Committing

in Design

Well, after a long process of messing around with wireframes, colors, fonts, content drafts, fiddling, tweaking and general fear of committment, I’ve finally ~officially launched~ a redesign I’ve been intending for nearly two years.

My old portfolio was almost 100% hand-coded, written by me in notepad++ by copying and pasting from a generic html file. It was not what you would call ideal for making changes on the fly. But at the time it was simpler than learning to, say, develop my own theme for Wordpress. Which I did eventually learn to do for a client who needed it, and it was ok, but I wouldn’t say I enjoyed the process. I felt limited a lot by the way the templating system worked, and I didn’t much like php when I dug into the guts of the thing.

For awhile I thought perhaps finding a Wordpress portfolio theme and doing some minor customizing would be better than building from scratch.
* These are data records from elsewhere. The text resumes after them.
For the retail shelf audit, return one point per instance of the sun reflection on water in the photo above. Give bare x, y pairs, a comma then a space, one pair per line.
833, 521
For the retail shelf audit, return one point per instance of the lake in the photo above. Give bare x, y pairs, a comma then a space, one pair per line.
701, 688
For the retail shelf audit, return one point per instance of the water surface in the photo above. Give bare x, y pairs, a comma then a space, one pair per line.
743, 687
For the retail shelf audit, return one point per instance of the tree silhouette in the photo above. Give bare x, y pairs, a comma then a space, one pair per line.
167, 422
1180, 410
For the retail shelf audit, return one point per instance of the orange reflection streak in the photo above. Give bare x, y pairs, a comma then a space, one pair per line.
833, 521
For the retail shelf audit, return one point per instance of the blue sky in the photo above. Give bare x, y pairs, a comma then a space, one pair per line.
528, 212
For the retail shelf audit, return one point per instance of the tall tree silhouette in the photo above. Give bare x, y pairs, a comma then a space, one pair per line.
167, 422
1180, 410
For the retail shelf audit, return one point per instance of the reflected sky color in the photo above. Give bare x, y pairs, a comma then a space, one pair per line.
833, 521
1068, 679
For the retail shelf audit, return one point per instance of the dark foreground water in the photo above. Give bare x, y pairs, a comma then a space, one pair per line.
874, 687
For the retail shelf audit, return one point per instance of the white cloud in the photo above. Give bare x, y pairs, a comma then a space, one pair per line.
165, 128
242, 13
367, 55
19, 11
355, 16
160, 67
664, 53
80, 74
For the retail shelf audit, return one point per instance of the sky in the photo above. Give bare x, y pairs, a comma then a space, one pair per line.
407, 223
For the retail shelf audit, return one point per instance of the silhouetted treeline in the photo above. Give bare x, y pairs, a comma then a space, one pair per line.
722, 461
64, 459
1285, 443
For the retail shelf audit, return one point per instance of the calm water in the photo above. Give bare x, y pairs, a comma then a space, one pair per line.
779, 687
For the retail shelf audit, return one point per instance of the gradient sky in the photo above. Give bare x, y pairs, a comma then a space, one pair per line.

But the vast majority of portfolio themes out there are focused on visual presentation, and I wanted the focus of my portfolio to be on telling the story of a project, with typography as the main emphasis. I was struck very strongly by Jeffrey Zeldman’s design manifesto when I read it, and became more convinced than ever that I should pursue a typography-driven design. Eventually I picked out a theme I thought I could work with, but I kept getting caught up in frustrating details and never made much progress. The truth is Wordpress has grown into quite a beast, and it’s overkill for my little site. And, let’s face it, when it comes to my own development I am a control freak. I wanted to feel like I really knew what was going on with my site, but I didn’t want to invest the time it would take to get that confidence with Wordpress.

In the meantime I started poking around in the world of static site generators. They sounded a lot more my style - enough abstraction to make adding content and tweaking the design relatively painless, without a resource-hungry and arcane backend to fight with. I’ve played around with Ruby a little bit and it warmed my functional programming-loving heart, and Jekyll is the tool I’d heard about most, so that’s the one I ultimately chose. I had some adventures with the intial setup and a lot of adventures migrating the content from my old Wordpress blog, mainly due to the fact that it’s been nearly 5 years and several machines since I had anything like a development environment set up. Fortunately, most of that was one-time pain and now that I’ve got the groundwork laid, it’s been fun to tinker.

In addition to Jekyll, I used a Simple Grid responsive grid for layout, and Tim Brown’s modular scale tool (and inspiration from his More Meaningful Typography article) for sizing the type.

I’m still tuning and optimizing and filling in compatibility issues - defining fontstacks with the help of Ffffallback, for example, and I’m not 100% happy with all the current responsive behavior. I’m also working on learning Sass by converting my current CSS, but I decided at last it was time to commit to the changes, and ship this baby.